Single by Darius Rucker

from the album Charleston, SC 1966
- Released: November 22, 2010
- Genre: Country
- Length: 3:38
- Label: Capitol Nashville
- Songwriters: Darius Rucker; Frank Rogers; Kara DioGuardi;
- Producer: Frank Rogers

Darius Rucker singles chronology
| "Come Back Song" (2010) | "This" (2010) | "I Got Nothin'" (2011) |

Audio sample
- file; help;

= This (song) =

"This" is a song co-written and recorded by American country music artist Darius Rucker. It was released in November 2010 as the second single from his album Charleston, SC 1966, and the sixth solo single release of his career. It reached number-one on the U.S. Billboard Hot Country Songs chart in April 2011. Rucker wrote this song with his producer Frank Rogers and Kara DioGuardi.

==Critical reception==
Sarah Rodman of the Boston Globe wrote that the song "falls squarely in the country pop sweet spot". Country Weekly reviewer Jessica Phillips said that it was "an accurate reflection" of Rucker's role as husband and father.
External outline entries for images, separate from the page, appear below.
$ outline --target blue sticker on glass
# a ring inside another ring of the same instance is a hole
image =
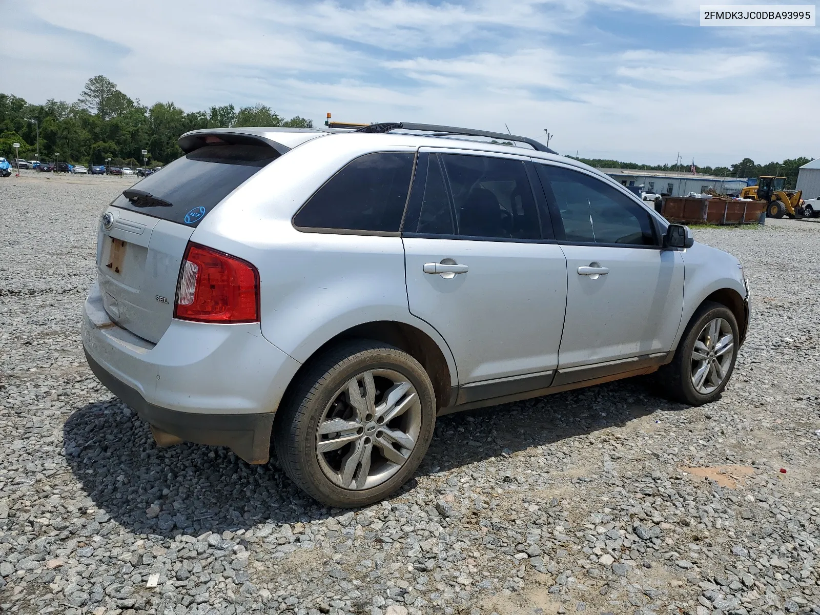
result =
[[[194,207],[194,209],[185,214],[185,224],[194,224],[194,222],[198,222],[204,215],[205,207],[202,206]]]

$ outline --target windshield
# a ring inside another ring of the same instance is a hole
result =
[[[220,201],[278,157],[266,145],[207,145],[126,189],[112,205],[196,226]]]

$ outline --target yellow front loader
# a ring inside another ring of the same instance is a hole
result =
[[[784,190],[785,177],[764,175],[758,179],[756,186],[747,186],[740,190],[740,198],[754,198],[766,201],[766,215],[770,218],[781,218],[788,214],[790,218],[800,220],[804,216],[803,190]]]

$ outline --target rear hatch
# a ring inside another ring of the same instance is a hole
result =
[[[106,312],[157,343],[174,316],[180,266],[194,228],[280,153],[262,141],[199,139],[185,156],[126,189],[106,209],[97,266]]]

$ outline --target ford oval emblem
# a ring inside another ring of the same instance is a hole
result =
[[[194,222],[198,222],[204,215],[205,207],[202,206],[194,207],[194,209],[185,214],[185,224],[194,224]]]

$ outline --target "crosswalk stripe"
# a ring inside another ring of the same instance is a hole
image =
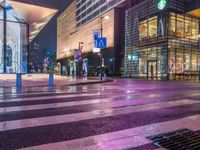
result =
[[[102,117],[108,117],[108,116],[114,116],[114,115],[128,114],[128,113],[134,113],[134,112],[149,111],[149,110],[154,110],[154,109],[197,104],[197,103],[200,103],[200,102],[194,101],[194,100],[177,100],[177,101],[169,101],[169,102],[151,103],[151,104],[146,104],[146,105],[138,105],[138,106],[133,106],[130,108],[114,108],[114,109],[109,108],[109,109],[94,110],[94,111],[83,112],[83,113],[58,115],[56,117],[50,116],[50,117],[5,121],[5,122],[0,122],[0,131],[44,126],[44,125],[61,124],[61,123],[96,119],[96,118],[102,118]]]
[[[182,128],[187,128],[194,131],[200,130],[199,124],[200,115],[194,115],[181,119],[149,124],[81,139],[28,147],[21,150],[122,150],[151,143],[152,141],[146,139],[147,136],[157,135]]]
[[[88,94],[88,93],[84,93],[84,94],[70,94],[70,95],[52,95],[52,96],[39,96],[39,97],[26,97],[26,98],[15,98],[15,99],[9,99],[9,100],[0,100],[0,103],[9,103],[9,102],[24,102],[24,101],[35,101],[35,100],[46,100],[46,99],[60,99],[60,98],[70,98],[70,97],[75,97],[75,96],[98,96],[99,93],[93,93],[93,94]]]

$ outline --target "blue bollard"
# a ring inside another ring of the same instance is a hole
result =
[[[16,87],[22,87],[22,74],[16,74]]]
[[[53,86],[53,73],[49,74],[49,86]]]

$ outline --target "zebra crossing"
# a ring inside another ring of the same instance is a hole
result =
[[[198,84],[146,82],[6,89],[0,150],[154,149],[146,137],[200,130]]]

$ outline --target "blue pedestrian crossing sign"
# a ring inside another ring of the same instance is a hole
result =
[[[107,48],[107,39],[106,38],[97,38],[96,39],[96,48],[101,48],[101,49]]]

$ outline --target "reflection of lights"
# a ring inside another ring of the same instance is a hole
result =
[[[133,93],[133,92],[135,92],[135,91],[133,91],[133,90],[126,91],[126,93]]]
[[[131,60],[131,55],[128,55],[128,60]]]

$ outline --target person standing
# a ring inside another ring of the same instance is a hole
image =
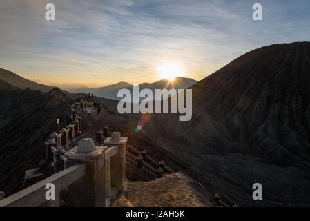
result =
[[[88,105],[88,108],[87,108],[87,119],[88,119],[90,122],[92,121],[92,110],[93,108],[90,105]]]
[[[101,106],[101,103],[99,103],[99,102],[97,103],[97,115],[100,114]]]

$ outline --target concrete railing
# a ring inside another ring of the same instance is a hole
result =
[[[86,175],[86,165],[77,164],[0,200],[0,207],[59,206],[60,191]],[[55,200],[46,198],[46,184],[55,186]]]

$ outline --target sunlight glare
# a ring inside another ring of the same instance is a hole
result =
[[[172,81],[175,77],[182,77],[184,75],[184,73],[182,69],[182,67],[179,65],[165,64],[157,70],[160,73],[160,79],[165,79]]]

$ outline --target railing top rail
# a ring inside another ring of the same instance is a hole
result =
[[[45,189],[46,184],[52,183],[55,186],[56,193],[59,193],[61,191],[84,176],[85,174],[85,164],[70,166],[0,200],[0,207],[39,206],[47,201],[45,198],[47,191]]]

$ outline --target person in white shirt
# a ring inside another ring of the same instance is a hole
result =
[[[88,108],[87,108],[87,119],[89,119],[89,121],[92,121],[92,110],[93,108],[90,105],[88,105]]]

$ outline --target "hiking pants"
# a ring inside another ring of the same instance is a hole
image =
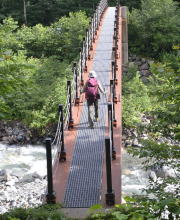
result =
[[[87,100],[87,106],[88,106],[88,122],[89,126],[94,126],[94,117],[98,118],[98,99],[96,99],[94,102],[89,102]]]

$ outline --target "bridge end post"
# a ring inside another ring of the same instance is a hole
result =
[[[63,113],[63,105],[59,105],[59,114],[60,116],[60,122],[61,122],[61,127],[60,127],[60,132],[61,132],[61,151],[59,152],[59,161],[66,161],[66,151],[64,147],[64,113]]]
[[[46,158],[47,158],[47,187],[46,202],[48,204],[56,203],[55,192],[53,191],[53,175],[52,175],[52,152],[51,152],[51,138],[46,138]]]
[[[115,194],[112,189],[112,172],[111,172],[111,146],[110,138],[105,138],[106,148],[106,178],[107,178],[107,193],[105,194],[106,204],[113,206],[115,204]]]
[[[128,63],[128,8],[120,7],[120,15],[122,18],[122,64]]]

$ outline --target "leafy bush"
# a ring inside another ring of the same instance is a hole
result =
[[[137,127],[141,114],[151,110],[148,88],[139,78],[135,67],[130,67],[123,77],[122,119],[125,127]]]
[[[153,79],[149,86],[150,96],[153,99],[151,114],[156,120],[150,128],[172,136],[180,132],[180,86],[179,86],[179,57],[164,55],[163,63],[154,63],[151,66]]]
[[[88,22],[84,12],[70,13],[49,27],[19,27],[11,18],[4,20],[0,25],[0,119],[21,120],[41,132],[55,122]]]
[[[42,205],[37,208],[17,208],[0,215],[0,220],[68,220],[60,211],[60,205]],[[70,219],[69,219],[70,220]]]

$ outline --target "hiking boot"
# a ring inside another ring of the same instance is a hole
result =
[[[94,122],[97,122],[99,120],[99,118],[98,117],[96,117],[95,119],[94,119]]]

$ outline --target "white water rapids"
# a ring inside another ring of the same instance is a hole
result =
[[[0,144],[0,170],[17,176],[28,173],[46,175],[46,149],[43,146],[6,146]]]

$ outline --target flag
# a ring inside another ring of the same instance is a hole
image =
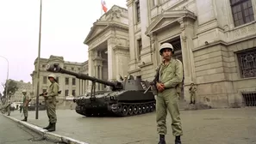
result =
[[[104,11],[104,12],[107,12],[108,8],[107,8],[107,6],[106,6],[106,2],[105,2],[105,0],[102,0],[102,6],[103,6],[103,11]]]

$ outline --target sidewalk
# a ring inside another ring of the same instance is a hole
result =
[[[0,115],[0,144],[53,144],[23,125]]]
[[[45,111],[28,111],[28,123],[45,127]],[[256,144],[256,108],[182,111],[183,144]],[[10,114],[22,119],[19,111]],[[74,110],[57,111],[57,129],[51,133],[90,144],[156,144],[155,113],[127,117],[85,117]],[[171,118],[167,117],[167,144],[172,144]]]

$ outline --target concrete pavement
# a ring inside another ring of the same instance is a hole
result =
[[[28,123],[44,127],[45,111],[29,111]],[[90,144],[156,144],[155,113],[127,117],[85,117],[75,111],[58,110],[54,134]],[[18,111],[11,117],[22,119]],[[256,144],[256,108],[182,111],[183,144]],[[171,118],[167,119],[166,141],[172,144]]]
[[[3,115],[0,115],[0,144],[53,144]]]

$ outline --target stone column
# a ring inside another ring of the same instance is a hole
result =
[[[103,79],[103,65],[99,65],[99,79]],[[103,90],[103,85],[100,84],[99,90]]]
[[[148,13],[147,13],[147,3],[148,0],[140,0],[140,26],[141,27],[141,33],[145,33],[147,31],[147,27],[148,27]],[[149,8],[150,9],[150,8]],[[142,41],[142,49],[148,48],[150,46],[150,39],[146,34],[141,34],[141,41]]]
[[[194,69],[194,57],[193,57],[193,33],[194,33],[194,20],[185,18],[178,20],[181,28],[181,45],[182,57],[184,70],[184,83],[190,84],[196,77]]]
[[[196,82],[196,73],[193,57],[193,33],[194,33],[194,20],[189,18],[182,18],[178,21],[181,28],[181,51],[184,65],[184,99],[190,100],[189,87],[191,81]]]
[[[97,63],[95,63],[94,69],[95,69],[95,77],[98,79],[98,65]],[[96,91],[99,89],[98,87],[99,87],[99,83],[96,83],[95,84]]]
[[[151,42],[151,55],[153,57],[153,67],[157,68],[159,65],[159,48],[157,44],[157,37],[151,33],[149,34],[150,37],[150,42]]]
[[[109,80],[116,78],[116,58],[113,48],[116,46],[115,38],[110,38],[108,40],[108,77]]]
[[[128,6],[128,29],[129,29],[129,54],[130,54],[130,61],[128,63],[129,69],[135,69],[135,63],[136,63],[136,45],[135,45],[135,39],[134,39],[134,23],[135,23],[135,17],[134,17],[134,0],[128,0],[127,1]]]
[[[88,74],[89,76],[95,76],[94,75],[94,51],[92,50],[88,51],[89,57],[88,57]],[[91,81],[89,81],[89,86],[87,87],[87,91],[91,92]]]
[[[115,47],[116,57],[116,79],[119,80],[120,75],[122,77],[128,75],[129,62],[129,51],[128,47],[116,46]]]

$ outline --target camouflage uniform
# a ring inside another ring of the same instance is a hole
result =
[[[6,109],[7,109],[7,116],[9,116],[10,114],[10,100],[8,100],[8,104],[7,104],[7,106],[6,106]]]
[[[56,96],[59,95],[59,84],[56,82],[56,76],[51,74],[48,79],[52,77],[54,79],[51,81],[51,85],[48,87],[47,95],[45,96],[45,102],[47,107],[47,113],[49,118],[49,125],[44,129],[48,131],[55,131],[55,124],[57,122],[56,116]]]
[[[172,45],[165,43],[161,47],[162,50],[169,48],[173,53]],[[180,85],[182,80],[183,64],[179,60],[172,58],[167,65],[165,65],[164,63],[161,64],[159,82],[164,84],[165,90],[161,93],[159,92],[156,98],[157,130],[160,135],[159,144],[165,144],[165,135],[167,134],[167,110],[172,117],[172,135],[176,136],[175,144],[181,144],[180,135],[183,135],[183,130],[179,117],[177,87]]]

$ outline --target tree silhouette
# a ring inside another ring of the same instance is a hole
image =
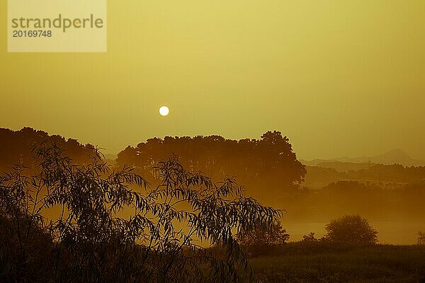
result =
[[[118,154],[117,162],[153,172],[158,161],[175,154],[181,164],[213,178],[237,176],[247,184],[246,192],[262,197],[296,188],[305,169],[296,157],[287,137],[278,131],[264,133],[260,140],[227,140],[219,135],[151,138]],[[155,176],[153,176],[155,177]],[[267,189],[259,194],[261,185]]]

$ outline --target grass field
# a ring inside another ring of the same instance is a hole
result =
[[[290,243],[250,264],[257,282],[425,282],[424,245]]]

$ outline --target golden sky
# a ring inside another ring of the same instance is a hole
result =
[[[425,159],[424,0],[108,4],[106,53],[7,53],[1,1],[0,127],[107,152],[278,130],[306,159],[395,148]]]

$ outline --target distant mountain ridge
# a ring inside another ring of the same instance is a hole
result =
[[[327,167],[329,163],[341,162],[351,164],[362,164],[361,167],[368,164],[383,164],[390,165],[392,164],[400,164],[404,166],[425,166],[425,161],[418,160],[412,158],[401,149],[397,148],[391,150],[386,153],[367,157],[361,156],[358,157],[339,157],[329,160],[315,159],[313,160],[300,160],[305,165]],[[356,165],[353,165],[355,167]]]

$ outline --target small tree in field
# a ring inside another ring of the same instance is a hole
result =
[[[237,235],[239,245],[251,257],[267,254],[273,246],[284,244],[288,239],[289,234],[278,221],[268,226],[257,225],[255,229],[242,231]]]
[[[425,245],[425,232],[418,232],[418,245]]]
[[[289,234],[276,221],[268,227],[258,226],[254,230],[237,235],[237,240],[244,246],[264,246],[281,245],[289,239]]]
[[[367,219],[358,215],[347,215],[333,220],[325,226],[326,238],[331,240],[375,243],[378,231]]]

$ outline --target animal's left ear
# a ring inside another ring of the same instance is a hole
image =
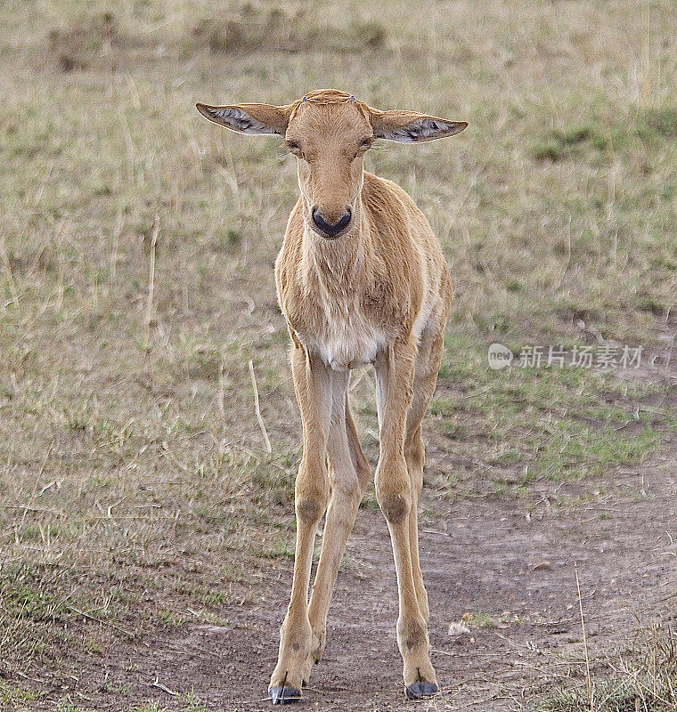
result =
[[[420,143],[445,139],[460,134],[466,121],[447,121],[445,118],[417,114],[415,111],[376,111],[371,109],[374,136],[400,143]]]
[[[198,111],[215,124],[241,134],[271,134],[283,136],[290,123],[291,105],[233,104],[208,106],[196,104]]]

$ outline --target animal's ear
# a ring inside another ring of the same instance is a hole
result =
[[[417,114],[415,111],[377,111],[371,109],[374,136],[400,143],[419,143],[423,141],[445,139],[460,134],[466,121],[447,121],[445,118]]]
[[[232,106],[195,105],[209,121],[241,134],[273,134],[283,136],[290,122],[290,106],[270,104],[233,104]]]

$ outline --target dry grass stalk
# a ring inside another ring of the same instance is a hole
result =
[[[157,255],[158,233],[159,232],[159,216],[155,215],[151,228],[151,238],[148,241],[148,299],[146,301],[145,336],[143,337],[143,362],[150,351],[151,331],[155,326],[153,319],[153,295],[155,294],[155,261]]]
[[[261,408],[258,401],[258,386],[257,385],[257,376],[254,373],[254,361],[251,360],[249,361],[249,375],[251,376],[251,385],[254,388],[254,410],[256,411],[257,420],[258,421],[258,425],[261,428],[261,434],[264,436],[265,449],[268,453],[271,453],[273,452],[273,448],[270,444],[270,438],[268,437],[268,431],[265,429],[264,417],[261,415]]]
[[[581,581],[578,578],[578,564],[574,562],[574,570],[576,575],[576,591],[578,592],[578,609],[581,611],[581,629],[583,630],[583,647],[585,651],[585,684],[588,687],[588,694],[590,695],[590,709],[591,712],[594,709],[594,697],[595,690],[592,685],[592,680],[590,676],[590,655],[588,653],[588,640],[585,635],[585,617],[583,613],[583,598],[581,596]]]

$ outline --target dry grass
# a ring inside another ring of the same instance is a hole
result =
[[[598,663],[588,686],[565,686],[533,704],[538,712],[669,712],[677,708],[674,634],[644,628],[629,650]],[[554,686],[554,685],[553,685]]]
[[[250,569],[289,551],[299,425],[272,265],[294,166],[274,140],[207,125],[196,101],[337,86],[470,122],[368,158],[419,202],[455,276],[428,422],[440,496],[596,497],[562,481],[604,474],[613,491],[616,467],[672,437],[672,11],[5,3],[3,667],[84,645],[77,611],[111,624],[90,645],[180,623],[186,602],[209,620],[224,611],[211,595],[246,597]],[[657,360],[630,380],[486,368],[492,341],[595,334]],[[366,431],[371,390],[367,375],[354,392]]]

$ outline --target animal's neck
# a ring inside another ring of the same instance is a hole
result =
[[[362,198],[355,214],[355,228],[336,239],[321,238],[307,227],[304,230],[306,268],[329,289],[355,286],[368,269],[371,238]]]

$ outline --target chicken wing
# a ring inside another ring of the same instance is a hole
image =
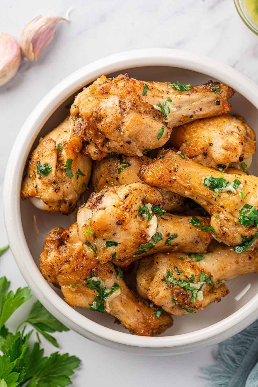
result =
[[[72,137],[73,127],[68,116],[41,139],[29,160],[22,198],[40,209],[68,214],[87,187],[92,161],[80,152],[82,140]]]
[[[108,156],[100,161],[95,161],[92,175],[93,190],[99,192],[106,186],[114,187],[141,182],[137,175],[140,168],[151,160],[151,158],[147,156],[115,155],[112,158]],[[166,212],[186,214],[192,209],[185,198],[171,191],[159,190],[163,195],[165,204],[163,208]]]
[[[227,100],[234,91],[217,83],[187,85],[182,91],[172,84],[143,82],[128,74],[102,75],[75,98],[71,109],[75,135],[85,140],[84,154],[93,160],[114,152],[141,156],[146,148],[162,146],[173,127],[229,110]]]
[[[157,318],[154,313],[156,308],[147,306],[132,294],[115,265],[101,265],[85,255],[76,223],[49,233],[40,256],[40,270],[47,281],[61,287],[69,305],[106,312],[131,333],[154,336],[173,324],[171,316],[163,313]]]
[[[85,253],[102,263],[127,266],[143,254],[173,250],[204,252],[212,238],[201,231],[210,219],[163,213],[163,197],[143,183],[93,193],[78,211],[79,237]]]
[[[229,293],[222,281],[258,272],[258,250],[240,256],[217,242],[204,255],[169,252],[143,258],[137,272],[137,289],[173,315],[203,309]],[[197,262],[196,262],[197,261]]]
[[[167,145],[192,160],[216,170],[229,165],[247,170],[256,149],[250,126],[232,116],[197,120],[175,128]]]
[[[141,167],[142,180],[204,207],[212,216],[209,229],[219,241],[234,246],[239,253],[254,248],[258,242],[258,177],[215,171],[172,150],[161,153],[162,159]]]

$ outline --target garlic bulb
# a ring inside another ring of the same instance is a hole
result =
[[[20,46],[8,34],[0,34],[0,86],[8,82],[19,68],[21,55]]]
[[[53,40],[58,22],[60,20],[70,22],[70,10],[64,17],[40,15],[25,26],[20,35],[20,44],[26,59],[37,60],[43,50]]]

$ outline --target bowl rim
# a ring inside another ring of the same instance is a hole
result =
[[[150,349],[180,348],[190,344],[194,346],[195,343],[204,341],[208,342],[215,336],[217,342],[220,341],[220,336],[226,331],[226,337],[224,334],[223,339],[232,336],[233,330],[234,334],[254,321],[256,317],[253,312],[258,308],[258,294],[225,319],[188,333],[145,337],[118,332],[77,312],[54,292],[38,270],[23,232],[20,194],[23,171],[33,143],[49,117],[70,96],[103,74],[154,66],[179,67],[219,79],[239,92],[258,109],[258,86],[254,82],[229,66],[184,51],[159,48],[138,50],[115,54],[83,66],[58,83],[42,99],[26,120],[14,144],[5,173],[3,194],[5,223],[9,243],[20,271],[35,296],[57,318],[86,337],[100,342],[111,341]]]

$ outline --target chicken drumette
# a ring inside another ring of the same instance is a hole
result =
[[[231,165],[239,168],[242,166],[247,170],[256,144],[255,134],[251,127],[225,115],[175,128],[166,145],[210,168],[225,170]]]
[[[215,237],[241,253],[258,241],[258,178],[230,175],[193,161],[171,150],[140,169],[148,184],[190,197],[212,216]]]
[[[143,258],[137,275],[139,294],[172,315],[187,314],[226,296],[222,281],[258,272],[257,249],[239,256],[212,242],[209,250],[203,255],[169,252]]]
[[[78,211],[79,237],[85,253],[101,263],[127,266],[159,251],[204,252],[211,233],[201,231],[210,219],[163,213],[163,197],[143,183],[108,187],[93,193]]]
[[[40,270],[47,281],[61,287],[69,305],[106,312],[132,334],[154,336],[172,324],[171,316],[162,313],[157,318],[157,308],[133,294],[115,265],[101,265],[85,255],[76,223],[49,233],[41,254]]]
[[[81,154],[81,139],[74,138],[73,121],[68,116],[43,139],[29,160],[22,198],[50,212],[74,209],[90,176],[92,161]]]
[[[146,148],[162,146],[173,127],[226,113],[231,108],[227,100],[234,92],[211,81],[181,91],[127,74],[102,75],[75,98],[71,109],[75,135],[87,142],[83,152],[93,160],[114,152],[141,156]]]

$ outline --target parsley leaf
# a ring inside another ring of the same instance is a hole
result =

Karlie Justus of Engine 145 gave the song a thumbs-down, saying that it seemed too thematically similar to "Alright" and had "throwaway lyrics".

==Music video==
The music video was directed by Trey Fanjoy and premiered in early 2011.

==Chart performance==

| Chart (2010–2011) | Peak position |
|---|---|
| US Billboard Hot 100 | 51 |
| US Hot Country Songs (Billboard) | 1 |
| Canada Hot 100 (Billboard) | 92 |
| Canada Country (Billboard) | 4 |

===Year-end charts===

| Chart (2011) | Position |
|---|---|
| US Country Songs (Billboard) | 23 |

==Certifications ==

| Region | Certification | Certified units/sales |
| United States (RIAA) | Platinum | 1,000,000^{‡} |
^{‡} Sales+streaming figures based on certification alone.